L’Afrique numérique avait rendez-vous à Conakry. Depuis le 12 novembre, la capitale guinéenne a accueilli le Transform Africa Summit (TAS), le plus grand rassemblement continental consacré à l’innovation technologique et aux politiques numériques. Pour cette 7ᵉ édition, placée sous le thème « IA pour l’Afrique : innover localement, impacter globalement », chefs d’État, ministres, investisseurs et jeunes innovateurs ont convergé vers cette plateforme stratégique où s’esquisse l’avenir digital du continent.
Organisé par la Smart Africa Alliance en partenariat avec le gouvernement guinéen, le sommet a mis en lumière un enjeu majeur : comment transformer l’intelligence artificielle en moteur de souveraineté technologique, de croissance économique et de développement inclusif.
Une ambition que le directeur général de Smart Africa, Lacina Koné, résume avec une franchise tranchante : « L’Afrique n’est pas pauvre en idées, ce sont les Africains qui sont pauvres en collaboration. »
Une première pour Kinshasa
Pour la première fois depuis la création de Smart Africa en 2013, la République démocratique du Congo participe au TAS. Le président Félix Tshisekedi, retenu à Kinshasa, y a dépêché le ministre des Postes et Télécommunications, Me José Mpanda Kabangu, signe d’un intérêt croissant de la RDC pour les initiatives continentales en matière de transformation numérique.
Le gouvernement congolais décidera ultérieurement, en Conseil des ministres, d’une éventuelle adhésion officielle à Smart Africa — une décision stratégique alors que Kinshasa accélère ses chantiers numériques.
José Mpanda secoue la Table ronde ministérielle
Le lendemain de l’ouverture, José Mpanda a participé à la Table ronde ministérielle consacrée à l’intégration régionale via les infrastructures numériques et la gouvernance de l’internet. Le ministre congolais ne s’est pas contenté de déclarations de principe : il a interpellé frontalement la Banque mondiale, partenaire central de nombreux projets numériques sur le continent.
« Les méthodes de la Banque mondiale sont lourdes.
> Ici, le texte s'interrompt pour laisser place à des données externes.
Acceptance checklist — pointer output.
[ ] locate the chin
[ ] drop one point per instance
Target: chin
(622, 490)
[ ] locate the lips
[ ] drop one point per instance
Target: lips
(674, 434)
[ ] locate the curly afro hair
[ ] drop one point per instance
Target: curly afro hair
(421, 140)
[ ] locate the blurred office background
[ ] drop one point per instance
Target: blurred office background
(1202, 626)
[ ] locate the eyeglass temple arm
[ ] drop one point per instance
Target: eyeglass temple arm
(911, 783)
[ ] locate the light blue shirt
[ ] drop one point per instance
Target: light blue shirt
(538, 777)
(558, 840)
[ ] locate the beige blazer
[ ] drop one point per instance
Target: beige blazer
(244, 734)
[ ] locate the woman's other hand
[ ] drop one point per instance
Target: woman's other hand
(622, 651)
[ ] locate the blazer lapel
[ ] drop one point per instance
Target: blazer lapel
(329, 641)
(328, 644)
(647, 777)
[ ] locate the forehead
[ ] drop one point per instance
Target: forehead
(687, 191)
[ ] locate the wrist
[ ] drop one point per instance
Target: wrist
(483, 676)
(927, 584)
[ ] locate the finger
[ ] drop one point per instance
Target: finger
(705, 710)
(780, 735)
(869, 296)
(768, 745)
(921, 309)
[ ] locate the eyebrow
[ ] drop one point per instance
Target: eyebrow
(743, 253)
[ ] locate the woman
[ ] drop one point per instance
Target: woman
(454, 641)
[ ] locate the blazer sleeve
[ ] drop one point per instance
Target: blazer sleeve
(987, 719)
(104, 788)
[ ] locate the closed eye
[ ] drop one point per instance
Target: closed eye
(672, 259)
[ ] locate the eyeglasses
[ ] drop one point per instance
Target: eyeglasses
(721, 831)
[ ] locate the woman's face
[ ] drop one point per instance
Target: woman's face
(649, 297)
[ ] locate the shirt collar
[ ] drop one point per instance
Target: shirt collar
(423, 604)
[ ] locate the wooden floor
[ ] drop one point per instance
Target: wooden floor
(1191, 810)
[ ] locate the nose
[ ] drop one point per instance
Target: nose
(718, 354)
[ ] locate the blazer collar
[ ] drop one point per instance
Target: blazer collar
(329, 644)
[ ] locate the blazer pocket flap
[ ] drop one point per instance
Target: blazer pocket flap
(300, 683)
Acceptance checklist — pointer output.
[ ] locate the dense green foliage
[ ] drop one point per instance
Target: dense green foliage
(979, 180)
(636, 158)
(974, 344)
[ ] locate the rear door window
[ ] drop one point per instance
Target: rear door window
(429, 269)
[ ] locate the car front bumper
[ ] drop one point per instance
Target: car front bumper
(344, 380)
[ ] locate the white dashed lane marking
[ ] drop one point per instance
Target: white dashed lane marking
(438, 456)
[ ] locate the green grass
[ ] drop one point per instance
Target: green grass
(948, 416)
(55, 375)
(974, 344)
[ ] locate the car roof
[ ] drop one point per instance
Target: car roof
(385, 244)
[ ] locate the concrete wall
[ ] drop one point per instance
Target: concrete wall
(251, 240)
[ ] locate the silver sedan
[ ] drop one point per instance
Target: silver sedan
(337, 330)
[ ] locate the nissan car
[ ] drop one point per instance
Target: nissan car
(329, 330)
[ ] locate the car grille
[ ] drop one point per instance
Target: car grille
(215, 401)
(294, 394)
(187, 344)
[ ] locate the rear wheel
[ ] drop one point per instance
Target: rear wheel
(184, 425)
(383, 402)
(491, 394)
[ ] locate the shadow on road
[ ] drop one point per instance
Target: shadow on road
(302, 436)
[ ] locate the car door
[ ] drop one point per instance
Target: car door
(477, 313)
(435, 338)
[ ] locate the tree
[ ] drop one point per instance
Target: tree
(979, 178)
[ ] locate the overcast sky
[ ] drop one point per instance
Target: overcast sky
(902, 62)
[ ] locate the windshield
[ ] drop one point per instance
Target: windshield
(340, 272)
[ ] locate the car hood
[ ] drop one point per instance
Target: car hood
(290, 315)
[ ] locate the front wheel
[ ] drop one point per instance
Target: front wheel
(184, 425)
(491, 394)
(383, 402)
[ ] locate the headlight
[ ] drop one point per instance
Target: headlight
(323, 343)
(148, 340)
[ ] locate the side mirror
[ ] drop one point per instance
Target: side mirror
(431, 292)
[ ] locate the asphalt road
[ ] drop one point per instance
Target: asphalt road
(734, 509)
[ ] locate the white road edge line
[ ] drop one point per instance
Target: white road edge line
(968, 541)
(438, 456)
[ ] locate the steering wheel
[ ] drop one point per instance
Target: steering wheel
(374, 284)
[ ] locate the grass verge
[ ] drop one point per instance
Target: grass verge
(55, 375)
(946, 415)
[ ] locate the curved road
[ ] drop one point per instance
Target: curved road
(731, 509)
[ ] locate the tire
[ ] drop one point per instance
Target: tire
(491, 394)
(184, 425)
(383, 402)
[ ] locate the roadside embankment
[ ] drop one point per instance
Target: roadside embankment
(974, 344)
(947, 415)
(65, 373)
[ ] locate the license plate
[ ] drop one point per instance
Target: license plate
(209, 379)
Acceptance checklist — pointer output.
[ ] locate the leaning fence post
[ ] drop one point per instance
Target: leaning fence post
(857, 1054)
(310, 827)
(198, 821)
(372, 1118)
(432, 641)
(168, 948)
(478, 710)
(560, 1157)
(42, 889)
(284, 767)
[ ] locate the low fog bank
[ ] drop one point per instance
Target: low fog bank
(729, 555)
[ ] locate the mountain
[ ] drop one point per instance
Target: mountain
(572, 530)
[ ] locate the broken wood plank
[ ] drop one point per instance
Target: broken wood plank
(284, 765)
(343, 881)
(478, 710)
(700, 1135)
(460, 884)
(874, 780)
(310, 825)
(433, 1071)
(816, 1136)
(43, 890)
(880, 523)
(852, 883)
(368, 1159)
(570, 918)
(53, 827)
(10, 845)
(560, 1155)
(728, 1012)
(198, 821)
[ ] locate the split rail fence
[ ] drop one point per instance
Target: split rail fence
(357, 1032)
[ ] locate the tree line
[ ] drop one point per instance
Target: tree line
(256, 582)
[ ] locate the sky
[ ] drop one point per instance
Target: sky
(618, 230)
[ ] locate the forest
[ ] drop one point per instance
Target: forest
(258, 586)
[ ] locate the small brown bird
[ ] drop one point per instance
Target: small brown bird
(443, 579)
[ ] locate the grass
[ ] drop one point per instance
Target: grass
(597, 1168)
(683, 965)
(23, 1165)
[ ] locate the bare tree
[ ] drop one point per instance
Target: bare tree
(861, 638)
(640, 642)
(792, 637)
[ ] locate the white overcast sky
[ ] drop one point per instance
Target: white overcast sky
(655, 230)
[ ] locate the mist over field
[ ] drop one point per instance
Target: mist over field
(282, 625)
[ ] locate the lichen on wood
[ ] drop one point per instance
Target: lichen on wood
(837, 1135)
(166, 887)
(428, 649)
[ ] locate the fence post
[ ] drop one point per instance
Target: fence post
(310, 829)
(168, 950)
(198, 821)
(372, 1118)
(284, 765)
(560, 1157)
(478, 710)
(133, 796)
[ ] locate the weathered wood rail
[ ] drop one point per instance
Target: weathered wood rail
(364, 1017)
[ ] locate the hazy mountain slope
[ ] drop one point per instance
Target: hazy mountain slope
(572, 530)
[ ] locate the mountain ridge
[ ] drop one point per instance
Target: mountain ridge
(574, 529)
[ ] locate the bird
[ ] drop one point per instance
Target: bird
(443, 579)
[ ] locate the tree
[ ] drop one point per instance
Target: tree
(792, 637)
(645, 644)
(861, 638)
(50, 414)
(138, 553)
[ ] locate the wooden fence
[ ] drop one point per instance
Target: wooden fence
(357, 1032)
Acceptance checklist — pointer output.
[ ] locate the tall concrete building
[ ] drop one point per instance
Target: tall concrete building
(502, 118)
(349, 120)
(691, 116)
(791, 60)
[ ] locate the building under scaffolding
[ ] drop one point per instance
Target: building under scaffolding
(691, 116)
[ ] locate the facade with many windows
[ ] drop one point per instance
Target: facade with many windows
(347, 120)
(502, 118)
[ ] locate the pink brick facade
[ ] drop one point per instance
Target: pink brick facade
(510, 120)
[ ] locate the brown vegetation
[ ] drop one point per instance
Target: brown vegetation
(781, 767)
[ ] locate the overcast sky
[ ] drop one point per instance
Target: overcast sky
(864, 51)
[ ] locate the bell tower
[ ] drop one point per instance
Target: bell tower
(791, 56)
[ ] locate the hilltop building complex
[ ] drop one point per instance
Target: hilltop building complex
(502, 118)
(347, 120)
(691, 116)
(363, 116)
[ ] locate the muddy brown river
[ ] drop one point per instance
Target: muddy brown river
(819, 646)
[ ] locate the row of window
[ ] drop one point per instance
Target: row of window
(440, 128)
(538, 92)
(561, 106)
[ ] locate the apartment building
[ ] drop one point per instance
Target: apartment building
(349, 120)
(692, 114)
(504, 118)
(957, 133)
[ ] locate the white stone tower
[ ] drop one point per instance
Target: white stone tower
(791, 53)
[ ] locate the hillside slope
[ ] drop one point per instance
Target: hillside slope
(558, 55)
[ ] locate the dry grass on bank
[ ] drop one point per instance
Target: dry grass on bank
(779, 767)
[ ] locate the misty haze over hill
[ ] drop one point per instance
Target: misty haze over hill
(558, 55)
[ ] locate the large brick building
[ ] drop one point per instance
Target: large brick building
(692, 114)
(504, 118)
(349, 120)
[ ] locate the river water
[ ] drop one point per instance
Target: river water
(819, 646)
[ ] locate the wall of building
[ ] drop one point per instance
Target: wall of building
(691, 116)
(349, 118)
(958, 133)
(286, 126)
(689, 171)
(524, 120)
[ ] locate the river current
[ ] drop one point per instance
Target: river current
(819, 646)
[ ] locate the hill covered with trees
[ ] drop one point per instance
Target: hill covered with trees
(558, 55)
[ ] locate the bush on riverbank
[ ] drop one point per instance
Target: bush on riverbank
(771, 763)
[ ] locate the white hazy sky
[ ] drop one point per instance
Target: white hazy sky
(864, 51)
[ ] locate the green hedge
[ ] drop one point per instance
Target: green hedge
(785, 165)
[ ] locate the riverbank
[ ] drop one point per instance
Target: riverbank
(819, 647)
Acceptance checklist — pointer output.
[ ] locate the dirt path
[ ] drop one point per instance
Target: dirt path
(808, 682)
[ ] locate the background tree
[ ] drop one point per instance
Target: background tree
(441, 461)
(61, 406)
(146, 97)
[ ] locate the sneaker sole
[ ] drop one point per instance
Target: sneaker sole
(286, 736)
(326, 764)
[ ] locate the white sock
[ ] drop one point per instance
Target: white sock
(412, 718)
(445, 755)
Très lourdes même. Ce n’est pas du quick win. Si l’Afrique veut avancer vite vers la connectivité, elle a besoin d’un accompagnement plus agile, plus rapide », a-t-il lancé, sous le regard de la représentante de l’institution.
Pointant le paradoxe entre les annonces financières spectaculaires et les résultats souvent inexistants sur le terrain, Mpanda a plaidé pour une exécution accélérée des projets afin que les populations voient enfin l’impact réel des investissements numériques.
La RDC : un méga-projet en cours, une patience qui s’effrite
Les propos du ministre s’inscrivent dans un contexte concret : la Banque mondiale est un acteur majeur du Projet de Transformation Numérique (PTN) en RDC, doté de 500 millions USD, dont 100 millions d’euros de l’Agence française de développement. Ce programme phare vise notamment :le déploiement de 10 000 km de fibre optique, la construction d’infrastructures essentielles pour les télécommunications,et l’accélération de la connectivité nationale.
Lancé en juillet et prévu sur cinq ans, le PTN est stratégique pour un pays-continent dont la couverture numérique reste entravée par la taille du territoire et la faiblesse des infrastructures.
L’Afrique à l’heure de l’IA : entre ambition et impatience
En mettant l’intelligence artificielle au cœur du TAS 2025, Smart Africa reconnaît que le continent n’a plus le luxe de la lenteur. Pour José Mpanda, comme pour nombre de ministres présents, la montée en puissance de l’IA impose aux partenaires internationaux — et aux gouvernements eux-mêmes — un changement de cadence.
Alors que le sommet s’est achevé ce vendredi, une chose semble acquise : la RDC entend désormais jouer pleinement sa partition dans la construction du marché numérique africain intégré. Et sa première apparition à Conakry pourrait bien marquer le début d’un repositionnement stratégique au sein des grandes alliances numériques du continent.